Théodore Lévigne was born in Noirétable (Loire) in 1848 and died in Lyon on November 11, 1912.
In 1856, his father, a shoemaker, moved to Lyon's Saint-Jean district.
At the age of twelve, Théodore entered the École des Beaux-Arts in Lyon. In 1863, at the age of fifteen, he was awarded the school's highest distinction: the Laurier d'Or.
Receiving a scholarship from the city of Lyon, he decided to attend the École des Beaux-Arts in Paris, where he lived in the 6th arrondissement.
When the Franco-Prussian war broke out, he enlisted and was wounded in the left hand during a battle at Nuits-Saint-Georges. He later painted many war scenes. In 1893, he joined his brother Léon at the Arche farm in Saint-Romain-au-Mont-d'Or to share their common passion in a bucolic setting.

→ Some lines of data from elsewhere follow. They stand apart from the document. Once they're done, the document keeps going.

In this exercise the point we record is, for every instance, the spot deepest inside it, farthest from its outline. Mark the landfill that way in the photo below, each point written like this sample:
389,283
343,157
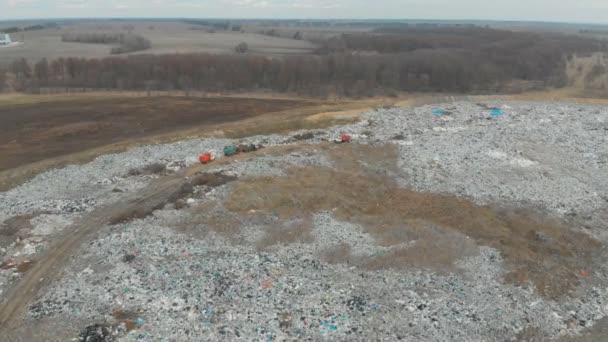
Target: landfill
183,279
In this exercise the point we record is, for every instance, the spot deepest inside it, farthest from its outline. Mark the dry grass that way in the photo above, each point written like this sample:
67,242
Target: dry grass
166,37
294,231
547,252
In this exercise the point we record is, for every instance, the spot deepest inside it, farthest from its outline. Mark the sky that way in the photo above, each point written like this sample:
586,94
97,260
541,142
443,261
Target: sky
578,11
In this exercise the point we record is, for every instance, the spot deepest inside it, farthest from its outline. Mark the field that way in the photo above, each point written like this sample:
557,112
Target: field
166,37
438,221
31,133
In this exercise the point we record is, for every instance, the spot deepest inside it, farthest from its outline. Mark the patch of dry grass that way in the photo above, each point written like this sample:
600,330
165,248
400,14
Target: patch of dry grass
545,250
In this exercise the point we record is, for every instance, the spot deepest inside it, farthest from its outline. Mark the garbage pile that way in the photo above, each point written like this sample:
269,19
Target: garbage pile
187,279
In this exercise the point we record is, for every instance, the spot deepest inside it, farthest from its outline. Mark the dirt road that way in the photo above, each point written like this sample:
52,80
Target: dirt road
49,268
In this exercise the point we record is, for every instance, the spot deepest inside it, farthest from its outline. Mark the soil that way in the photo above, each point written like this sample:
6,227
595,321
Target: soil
31,133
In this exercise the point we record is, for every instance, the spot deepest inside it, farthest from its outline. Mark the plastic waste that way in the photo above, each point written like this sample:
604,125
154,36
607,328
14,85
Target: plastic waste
496,112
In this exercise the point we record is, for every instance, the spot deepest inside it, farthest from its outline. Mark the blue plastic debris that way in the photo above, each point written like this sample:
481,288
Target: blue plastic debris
496,112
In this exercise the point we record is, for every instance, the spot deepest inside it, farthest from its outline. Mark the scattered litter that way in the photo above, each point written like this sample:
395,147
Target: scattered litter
205,158
139,321
343,138
230,150
496,112
95,333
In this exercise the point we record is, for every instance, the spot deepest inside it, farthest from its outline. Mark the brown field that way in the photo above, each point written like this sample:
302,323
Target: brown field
166,37
30,133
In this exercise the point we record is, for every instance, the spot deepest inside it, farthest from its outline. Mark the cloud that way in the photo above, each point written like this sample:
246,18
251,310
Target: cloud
21,3
540,10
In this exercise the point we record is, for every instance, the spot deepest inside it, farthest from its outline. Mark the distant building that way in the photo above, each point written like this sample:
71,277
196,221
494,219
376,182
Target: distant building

Here, Lévigne's work shows us a moment of rest for dogs and hunters after a hunt. There's a certain aestheticism to this painting: the attitude of the two men, the decorum of nature and the twilight that fades into the background make this a true masterpiece of hunting representation.
The 19th century was nostalgic for the venery of the Ancien Régime, and considered its golden age to lie between the Marquis de Dampierre's appointment as Louis XV's premier veneur and the French Revolution.